Sonntag, 8. Dezember 2019 | 17.45 Uhr |
Die Einschläge kommen näher. Vor etwa zwei Stunden sind wir zum x-ten Mal aus meiner WG zu Lucie geflohen, weil ich es dort nicht mehr aushalten konnte. Es ging genauso los wie beim letzten Mal. Aus dem Nichts kam die Trauer, darauf folgte ein langes, ehrliches Gespräch, an dessen Ende nun die Erkenntnis steht, dass es so nicht mehr weitergehen kann. Dabei wollten wir uns doch eigentlich einen gemütlichen Abend machen. Ich denke bereits seit Tagen darüber nach, wie ich das Volontariat vorzeitig beenden kann. Mein Körper und Geist brauchen in einem Maße Ruhe, die in einer Vierzigstundenwoche nicht zu bekommen ist. Der Zusammenbruch heute und der erste Anfall dieser Art vor einigen Monaten in Kiel ähneln sich auf beängstigende Art und Weise. Im Herbst waren wir für zwei Tage in einem Ferienappartement direkt am Meer. Gerade angekommen, konnte ich mich nicht länger zusammenreißen, und Lucie musste den Instruktionen unserer Gastgeberin ohne mich folgen, während ich mich auf das Sofa setzte und hoffte, dass sie bald wieder gehen würde. Kaum war sie raus, ließ sich mein erster Zusammenbruch nicht länger unterdrücken: Tränen, schmerzende Schultern und Angst. Zwei Stunden lag ich in Lucies Schoß, unfähig, auch nur einen Muskel zu rühren. Damals verstand ich nicht, was mit mir passierte, und auch jetzt, in der Sicherheit ihrer Wohnung, verstehe ich es nicht. Immer wieder fange ich an zu weinen. Mein Problem ist, dass es mir schwerfällt, Schwäche zu zeigen, Schwäche überhaupt zuzulassen. Nur dass die Schwäche sehr besitzergreifend ist und mir Mittel und Wege fehlen, ihr zu widerstehen.

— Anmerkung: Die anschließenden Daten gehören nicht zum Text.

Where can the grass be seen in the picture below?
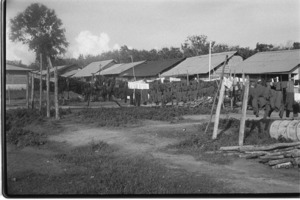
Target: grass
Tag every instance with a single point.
(21, 126)
(198, 143)
(102, 169)
(114, 117)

Am Mittwoch habe ich wieder Therapie, bis dahin muss ich noch durchhalten, irgendwie. Auszeit, ich brauche eine Auszeit. Ich nehme mir vor, meinen Therapeuten darauf anzusprechen.
Tausende Gedanken schwirren in meinem Kopf herum. Gerade habe ich ein Projekt abgesagt, auf das ich mich eigentlich sehr gefreut hatte. Für einen Sammelband hätte ich die Biografie eines Kommunisten recherchieren sollen, der 1945 auf dem Todesmarsch vom KZ Fuhlsbüttel nach Kiel-Hasse erschossen wurde. Mir blutet das Herz, aber ich fühle mich momentan einfach zu nichts imstande. Lucie schreibt für mich auf eBay mit einem Typen, der Laminat verkauft. Bevor wir gehen, packt sie meinen Rucksack, bestellt Essen, kocht Tee. Aktuell schreibe ich neben meiner Arbeit in der Redaktion zwei freie Texte. Mit der Biografie wären es drei gewesen – zu viel. Und diese ganze Erschöpfung und die Schwäche prasseln in einer Zeit auf mich ein, in der ich immer mehr zu mir selbst finde. Kommt das alles erst dadurch ans Tageslicht? In dem knappen Jahr meiner Beziehung mit Lucie habe ich bereits mehr geheult als in den vergangenen Jahrzehnten zuvor. Bei ihr darf ich schwach sein, und auf einmal ist da so viel Schwäche. Bei unseren ersten Dates war sie es, die nicht mitleidig guckte, als ich ihr erzählte, wie ich aufgewachsen bin. Sie hatte zwar nicht die gleichen Erfahrungen gemacht, wusste aber, dass das Leben nicht nur aus Freude und Harmonie besteht. Es war ihr offener, unerschrockener Blick, der mich zu ihr hinzog.
Jetzt spüre ich, wie ich einerseits zugänglicher werde, mich aber andererseits abkapsele: Ich ziehe mich in meine eigenen vier Wände zurück und treffe immer seltener Freund:innen. Zu gern würde ich wissen, ob ich mich in meiner Entwicklung gerade bereits mitten in der Achterbahnfahrt befinde oder ob ich eben erst die Karte gelöst und den Gurt angelegt habe, noch auf dem Weg nach oben, bevor es dann schnell und lange bergab geht.